Rudolf-Wissell-Brücke

Fahrradclub fordert Weg unter der A100

Die Verkehrsverwaltung lehnt einen hängenden Radweg unter der Rudolf-Wissell-Brücke allerdings ab.

Kein Radweg unter der Rudolf-Wissell-Brücke.

Kein Radweg unter der Rudolf-Wissell-Brücke.

Berlin. An der grünen Basis sind viele schon länger unzufrieden mit der eigenen Verkehrssenatorin Regine Günther. Besonders die Landesarbeitsgemeinschaft (LAG) Mobilität übt immer wieder auch öffentlich Kritik und wirft der Senatorin vor, die Verkehrswende nicht entschlossen und kreativ genug voranzutreiben.

Jüngster Stein des Anstoßes ist der Vorschlag des Allgemeinen Deutschen Fahrrad-Clubs (ADFC), auch den geplanten Neubau der Rudolf-Wissell-Brücke für die Stadtautobahn A100 mit Infrastruktur für Radfahrer zu versehen. Henning Voget, Vorstand und ADFC-Beauftragter für die City West, schlägt einen Radweg an der Autobahnbrücke vor, die ab 2023 komplett erneuert werden soll. Eine Metallkonstruktion könnte unterhalb der beiden Fahrbahnen angehängt werden, so der Ingenieur. Das hätte den Vorteil, dass die Radfahrer vor schlechtem Wetter und den Abgasen der Autos über ihnen geschützt seien. Eine Rampe zum Fürstenbrunner Weg könnte es Radfahrern ermöglichen, ohne zu extreme Steigung auf den Radweg zu gelangen, der wie die 930 Meter lange Autobrücke auch die Bahngleise und die Spree überqueren würde. Die Fahrzeiten zwischen Westend und Charlottenburg-Nord beziehungsweise Moabit und Wedding würden sich verkürzen, argumentiert Voget.

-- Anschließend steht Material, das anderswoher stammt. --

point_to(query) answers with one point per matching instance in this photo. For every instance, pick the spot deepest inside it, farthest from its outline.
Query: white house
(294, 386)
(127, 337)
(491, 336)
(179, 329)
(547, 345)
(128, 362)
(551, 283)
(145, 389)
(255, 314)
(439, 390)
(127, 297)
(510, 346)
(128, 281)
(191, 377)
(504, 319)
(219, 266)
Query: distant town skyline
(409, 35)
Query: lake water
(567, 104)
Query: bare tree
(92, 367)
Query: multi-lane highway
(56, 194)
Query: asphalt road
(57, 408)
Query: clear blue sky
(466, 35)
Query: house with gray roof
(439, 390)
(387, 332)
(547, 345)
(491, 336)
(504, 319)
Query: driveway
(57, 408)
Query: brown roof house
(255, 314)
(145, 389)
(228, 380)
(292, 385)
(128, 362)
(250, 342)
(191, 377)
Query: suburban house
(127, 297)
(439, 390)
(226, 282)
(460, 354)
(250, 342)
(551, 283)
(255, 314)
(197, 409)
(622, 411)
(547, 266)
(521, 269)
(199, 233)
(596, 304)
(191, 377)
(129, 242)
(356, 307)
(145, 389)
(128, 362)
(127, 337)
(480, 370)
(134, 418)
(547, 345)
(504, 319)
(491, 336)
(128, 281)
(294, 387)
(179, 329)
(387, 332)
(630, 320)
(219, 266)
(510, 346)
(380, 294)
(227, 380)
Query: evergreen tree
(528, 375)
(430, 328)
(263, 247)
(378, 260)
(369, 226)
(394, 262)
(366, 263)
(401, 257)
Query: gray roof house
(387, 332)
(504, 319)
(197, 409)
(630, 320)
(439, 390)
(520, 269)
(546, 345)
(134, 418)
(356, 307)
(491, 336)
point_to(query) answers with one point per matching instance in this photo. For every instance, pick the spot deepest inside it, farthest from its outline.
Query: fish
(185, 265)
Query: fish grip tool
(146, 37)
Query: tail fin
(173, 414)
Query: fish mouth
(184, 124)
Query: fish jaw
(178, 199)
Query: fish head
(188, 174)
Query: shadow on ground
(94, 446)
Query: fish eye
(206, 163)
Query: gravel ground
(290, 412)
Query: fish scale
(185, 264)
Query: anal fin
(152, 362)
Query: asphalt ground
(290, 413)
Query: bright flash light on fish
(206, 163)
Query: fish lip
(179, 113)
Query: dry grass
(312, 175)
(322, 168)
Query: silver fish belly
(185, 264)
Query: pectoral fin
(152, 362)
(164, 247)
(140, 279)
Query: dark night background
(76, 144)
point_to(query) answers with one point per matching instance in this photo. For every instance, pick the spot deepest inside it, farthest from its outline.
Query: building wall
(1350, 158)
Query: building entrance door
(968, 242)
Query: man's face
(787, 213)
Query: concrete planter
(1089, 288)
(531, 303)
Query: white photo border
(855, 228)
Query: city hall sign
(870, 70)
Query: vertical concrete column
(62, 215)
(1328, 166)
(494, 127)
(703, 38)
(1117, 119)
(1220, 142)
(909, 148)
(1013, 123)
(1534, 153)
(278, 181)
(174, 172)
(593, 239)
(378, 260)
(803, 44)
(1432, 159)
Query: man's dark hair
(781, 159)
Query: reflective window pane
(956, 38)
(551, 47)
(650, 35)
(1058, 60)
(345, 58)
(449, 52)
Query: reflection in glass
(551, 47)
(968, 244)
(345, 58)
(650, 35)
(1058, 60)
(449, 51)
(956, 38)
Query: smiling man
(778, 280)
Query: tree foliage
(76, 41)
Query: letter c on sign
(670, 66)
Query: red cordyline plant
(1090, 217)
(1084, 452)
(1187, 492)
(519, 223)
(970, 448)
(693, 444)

Dass Autobahnbrücken für Radfahrer ergänzt werden, sei keine neue Idee, so der ADFC-Mann. In der Praterbrücke über die Donau in Wien sei ebenso ein Radweg eingebaut. „Warum soll das bei einer Querung der Spree in Berlin nicht auch möglich sein“, fragt Voget. In der grünen LAG Mobilität kam der Vorschlag gut an. „Wir begrüßen die Initiative des ADFC und von Henning Voget für einen angehängten Radweg seitlich unter dem Neubau der Brücke“, heißt es in einer Resolution, die beim LAG-Treffen beschlossen wurde. Mit „Unverständnis“ nehme man die „fehlende Transparenz bei der Senatsplanung der Rudolf-Wissell-Brücke wahr“.

Die von der Grünen Regine Günther geführte Verkehrsverwaltung kann dem hängenden Radweg jedoch so gar nichts abgewinnen. Es handele sich um einen „Ersatzneubau“, der primär die alten Funktionen der Brücke wiederherstellen solle, sagte Günthers Sprecher Jan Thomsen: „Die Planung sieht deshalb, analog zum Bestand, keinen Radweg vor.“ Fahrradwege mit einer Autobahn zu verbinden, sei zwar „grundsätzlich interessant“. Allerdings sei die Rudolf-Wissell-Brücke dafür auch jenseits der fehlenden Vorplanungen kaum geeignet. Es müsse dafür „relevante Radinfrastruktur“ im Norden vom Siemensdamm herangeführt werden, im Süden etwa zum und vom Spandauer Damm. Radfahrer könnten die Spree unweit der A100 vom Jakob-Kaiser-Platz aus über die Mörschbrücke Richtung Tegeler Weg überqueren. Diese Wege zu qualifizieren, erscheine „schon bei oberflächlicher Betrachtung deutlich sinnvoller“, als eine eigene, neue Radstrecke an eine Autobrücke anzusetzen. Zudem sprächen „konstruktive und Sicherheitsgründe gegen einen Radweg an oder auf der Rudolf-Wissell-Brücke“.

Aus Sicht der Mobilitäts-LAG und des ADFC offenbart eine solche Antwort aber genau eine gewisse Denkfaulheit, die in der Verkehrsverwaltung leider oft anzutreffen sei. Es sei nicht einzusehen, warum mit der bundeseigenen Baugesellschaft Deges, die die Brücke plant, nicht wenigstens über einen solchen Vorschlag verhandelt werde, heißt es aus der LAG.